At home, I got into bed and barely moved.
Then I went to work and barely moved.
Then, at home, I got into bed and barely moved.
Then I went to work and barely moved.
Then, at home – well, I’m sure you get the picture.
It was about here that my wife – oh, how I love her – said the magical words, “should you maybe make an appointment to see the doctor?”
Until that moment, it was not something I had even considered. I don’t believe I was suicidal, but I genuinely felt that if I disappeared the world might be better off at best and no worse off at worst.
Yet, here was my wife, actually concerned for me, giving me a lifeline.
Then it hit me. She was a bright spot I was blind to right in front of me. How many other bright spots were hidden from me?
What the Hell was going on???
I made the appointment. Then I actually went to the appointment. I felt like an idiot spouting symptoms that sounded like the imaginings of a whiney little bitch. Yet, the doctor was not acting like I was wasting her time. She was making notes, checking her computer for how the symptoms presented themselves, and asking questions; good questions.
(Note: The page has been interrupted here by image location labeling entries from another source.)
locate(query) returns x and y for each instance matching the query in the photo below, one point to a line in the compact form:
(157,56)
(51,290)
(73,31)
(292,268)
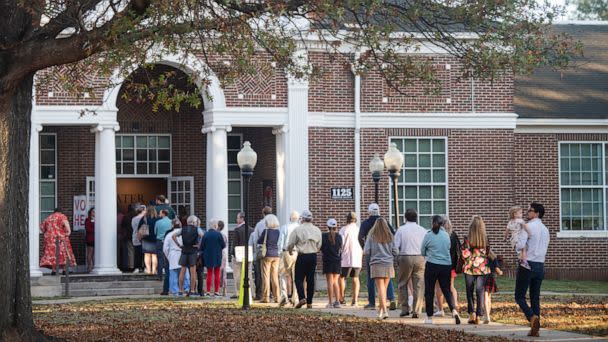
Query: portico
(288,124)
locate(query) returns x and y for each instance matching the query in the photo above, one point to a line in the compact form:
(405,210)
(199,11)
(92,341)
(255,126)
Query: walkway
(510,331)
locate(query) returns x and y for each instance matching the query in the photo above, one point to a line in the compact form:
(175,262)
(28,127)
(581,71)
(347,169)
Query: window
(583,186)
(48,174)
(423,181)
(143,154)
(235,142)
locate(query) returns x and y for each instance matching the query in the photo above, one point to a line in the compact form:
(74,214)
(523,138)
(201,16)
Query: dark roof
(580,93)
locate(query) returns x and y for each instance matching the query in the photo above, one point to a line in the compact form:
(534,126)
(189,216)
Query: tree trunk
(16,321)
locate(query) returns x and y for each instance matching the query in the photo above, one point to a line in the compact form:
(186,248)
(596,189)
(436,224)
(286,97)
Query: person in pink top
(352,257)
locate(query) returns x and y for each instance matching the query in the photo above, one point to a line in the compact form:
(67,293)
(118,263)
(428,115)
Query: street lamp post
(246,158)
(393,159)
(376,167)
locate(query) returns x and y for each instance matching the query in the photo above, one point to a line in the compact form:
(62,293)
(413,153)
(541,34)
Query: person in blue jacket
(211,248)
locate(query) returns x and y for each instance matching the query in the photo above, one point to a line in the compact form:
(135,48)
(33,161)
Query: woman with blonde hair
(381,252)
(475,267)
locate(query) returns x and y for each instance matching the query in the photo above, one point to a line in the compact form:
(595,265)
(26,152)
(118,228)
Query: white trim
(603,187)
(583,234)
(245,116)
(527,125)
(415,120)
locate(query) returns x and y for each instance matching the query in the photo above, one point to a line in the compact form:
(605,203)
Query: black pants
(306,265)
(532,280)
(432,274)
(476,285)
(257,278)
Did I want to harm myself? No.
Did I care if harm befell me? No.
Was I happy? No.
Was there anything I wasn’t doing that I used to do? Yes.
Was there anything I was doing that I wasn’t enjoying? Yes.
Did I usually enjoy it? Yes.
Was I having sex? No.
Was I experiencing any physical pain? Yes.
Was I finding it difficult to be around people? Yes.
Then she laid the diagnosis of depression on me. Not just any depression; it was classic depression.
I was given a prescription and a warning that things were not going to get better overnight.
Weeks past and eventually I was sleeping less; or at least hiding in bed less. I had more appointments and dosage adjustments on my medication. Things got a little brighter.
I can tell you I don’t hurt as much. My wife and I talk a lot more. I am doing a lot of the thing I used to enjoy more frequently, even regularly. I am actually exercising and eating more healthfully. But I am not cured; merely treated.
You see, I have to maintain some activities on a schedule because if I don’t, I run the risk of hiding from the world again.
The key is adding more to what I do, not taking away, because it is too hard to get back into the swing of old routines if I cut them out.
How do I know this? Barbershop.
I was panicking about performing. I was panicking about standing in a group of 30 to 50 men and singing. I was doubting my abilities to sing at all. So, I stopped going to practice. I stopped singing all while going through the balancing act of getting the medications just right. I am not sure when I will be able to go back.
I keep the alarm set on my phone to remind me on Monday nights there is barbershop practice, but I’ve not followed through yet. I hope I will.
Since the diagnosis, I’ve begun miniature gaming again, dungeon mastering on a regular basis, reading comic books – heck, reading again, being a more attentive husband to my wife, beign more productive at work, and with this little piece of fluff I am writing again. Still no singing, but I haven’t given up.
I am working on it. Maybe that’s the best any of us can hope for in time. As long as I am working on it, I am not sliding backwards down the slope into darkness.
Every day I put on the disguise that everyone can see and I back it up with medication. Sometimes I manage to actually see what others see – more often than not. I am not back yet, but I want to be.
It sure would be nice to sing again.